40You know they will be there, waiting to drain the spark from your new ideas and any enthusiasm from anyone else in the room.

Here are the first two of the worst people who can show up and muck up your meetings — and how to remove their fangs.

The “That Won’t Worker”
This is one of the most destructive forces in the universe. Whatever you suggest, she will tell you, “That won’t work.” She won’t tell you why it won’t work — or what the circumstances were when it didn’t work the last time — just that it won’t work. And she’s certainly not going to give you any suggestions of what will work.

She exists to shoot down new ideas, maintain the status quo, and make sure no one gives her any more work.

Solutions: If possible, don’t invite her. Negativity — like any mood — is catching.

If she’s a key person, then offer to get together one-on-one after the meeting to give her a personal report of what happened. (Chances are she’ll like the special treatment.) Deal with her objections directly as she raises them. Keep your energy level high, so she doesn’t drag you down.

If she must be in the meeting, try this. Bill it as a brainstorming session. Share the rules up front: 1) all ideas are acceptable at this stage and will be weeded out later, and 2) there will be no negative comments. When she makes them (as she will), remind her of the rules and move on.

If you can’t logically call this a brainstorming, you still have options. When she begins to nitpick, ask her for concrete examples. When she can offer these, give her direct responses to address any real concerns. Let her know quickly why you don’t think the others aren’t valid. Should she get curmudgeonly — and start to do so at length — tell her you’d like to hear more about this during a break or after the meeting. Then deal with her offline.

The “Devil in the Detailer”
He can halt the progress of any meeting. You can’t possibly share enough information to suit him — he always needs more.

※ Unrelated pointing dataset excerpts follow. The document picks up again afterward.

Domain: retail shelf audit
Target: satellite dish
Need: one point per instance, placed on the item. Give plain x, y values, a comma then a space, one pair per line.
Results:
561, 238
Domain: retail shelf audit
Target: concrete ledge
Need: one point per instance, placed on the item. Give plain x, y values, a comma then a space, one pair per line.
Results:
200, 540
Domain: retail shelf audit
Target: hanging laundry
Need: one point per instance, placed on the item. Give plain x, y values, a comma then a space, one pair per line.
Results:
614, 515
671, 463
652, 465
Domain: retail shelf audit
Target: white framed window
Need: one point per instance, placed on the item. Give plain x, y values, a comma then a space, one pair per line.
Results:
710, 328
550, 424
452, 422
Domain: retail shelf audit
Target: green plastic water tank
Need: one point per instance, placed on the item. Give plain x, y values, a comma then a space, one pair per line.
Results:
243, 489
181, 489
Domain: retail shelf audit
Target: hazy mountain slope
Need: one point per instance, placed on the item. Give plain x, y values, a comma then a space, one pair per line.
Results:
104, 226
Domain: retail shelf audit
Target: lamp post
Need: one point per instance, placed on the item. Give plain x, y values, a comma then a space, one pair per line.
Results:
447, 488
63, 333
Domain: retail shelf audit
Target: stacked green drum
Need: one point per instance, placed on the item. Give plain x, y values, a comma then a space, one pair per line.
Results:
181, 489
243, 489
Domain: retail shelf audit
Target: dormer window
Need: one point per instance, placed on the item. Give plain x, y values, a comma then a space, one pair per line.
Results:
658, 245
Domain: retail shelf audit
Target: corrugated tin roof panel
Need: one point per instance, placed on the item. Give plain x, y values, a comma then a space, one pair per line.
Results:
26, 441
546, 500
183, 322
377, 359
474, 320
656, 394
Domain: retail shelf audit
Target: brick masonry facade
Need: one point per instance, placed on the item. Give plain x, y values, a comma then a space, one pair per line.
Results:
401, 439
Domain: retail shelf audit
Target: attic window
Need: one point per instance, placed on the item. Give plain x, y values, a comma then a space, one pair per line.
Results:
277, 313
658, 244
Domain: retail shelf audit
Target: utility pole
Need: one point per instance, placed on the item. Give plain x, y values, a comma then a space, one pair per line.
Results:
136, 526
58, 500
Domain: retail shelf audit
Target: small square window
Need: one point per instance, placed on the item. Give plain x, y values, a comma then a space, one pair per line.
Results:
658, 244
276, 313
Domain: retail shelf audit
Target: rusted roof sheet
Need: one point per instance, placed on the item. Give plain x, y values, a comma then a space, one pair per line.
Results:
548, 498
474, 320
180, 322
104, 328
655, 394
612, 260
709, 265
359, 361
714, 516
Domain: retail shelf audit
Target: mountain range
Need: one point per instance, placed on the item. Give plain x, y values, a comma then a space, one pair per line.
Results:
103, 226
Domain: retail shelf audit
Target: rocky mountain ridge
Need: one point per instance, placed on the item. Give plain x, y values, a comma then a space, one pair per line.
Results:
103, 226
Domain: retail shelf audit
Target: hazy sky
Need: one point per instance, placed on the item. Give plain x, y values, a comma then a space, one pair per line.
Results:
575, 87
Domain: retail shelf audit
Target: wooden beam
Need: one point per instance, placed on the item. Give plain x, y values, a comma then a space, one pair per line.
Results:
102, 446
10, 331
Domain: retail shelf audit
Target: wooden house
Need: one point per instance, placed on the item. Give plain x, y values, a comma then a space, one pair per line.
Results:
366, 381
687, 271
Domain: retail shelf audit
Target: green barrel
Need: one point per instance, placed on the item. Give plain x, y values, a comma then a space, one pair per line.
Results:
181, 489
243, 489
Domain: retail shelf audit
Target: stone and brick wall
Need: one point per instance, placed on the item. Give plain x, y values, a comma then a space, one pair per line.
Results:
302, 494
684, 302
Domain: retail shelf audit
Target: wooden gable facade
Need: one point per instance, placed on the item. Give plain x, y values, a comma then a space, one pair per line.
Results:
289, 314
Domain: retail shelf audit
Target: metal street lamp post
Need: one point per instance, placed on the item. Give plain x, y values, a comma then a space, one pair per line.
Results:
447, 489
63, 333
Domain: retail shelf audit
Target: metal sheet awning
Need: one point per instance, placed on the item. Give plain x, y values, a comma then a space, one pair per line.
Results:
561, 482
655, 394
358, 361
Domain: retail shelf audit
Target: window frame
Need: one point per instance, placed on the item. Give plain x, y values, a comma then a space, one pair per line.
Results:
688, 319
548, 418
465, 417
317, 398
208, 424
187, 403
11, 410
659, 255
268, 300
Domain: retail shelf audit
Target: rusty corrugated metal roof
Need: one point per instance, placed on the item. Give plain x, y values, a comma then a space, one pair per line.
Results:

Chances are he has a technical background, such as engineering. And when you don’t give him the granular level he wants, he often mumbles to other people around you — in a stage whisper that everyone can hear — that this is an ill-conceived idea that is sure to fail. “Mark my words!”

While he may have a genuine wish to see something succeed, the only way he thinks that will happen is if every possible scenario is explored to the nth degree.

Solutions: Provide the details to him before the meeting. This shows you’ve done your homework and means that you won’t have to do this in front of everyone else. You probably can score extra points by telling him you understand he appreciates the details, so you’ve done this just for him.

Think about the possible questions or objections he may raise and create your answers in advance. Most people won’t come up with more than four. But go ahead and do the top 10. Then you’ll be covered by — and comfortable with — your answers.

If he comes across something you haven’t considered, don’t get flustered. If it’s a good question, say so. If there is time, invite others in the meeting to join you in sharing ways to address the issue. If you can’t fit it in, then schedule another meeting to do this — because you always want to respect people and end your meetings on time.

You have a reason for every meeting you call — and goals to achieve during it. Do some strategizing before you get into the room. Don’t let these two energy vampires turn everyone into the sitting dead.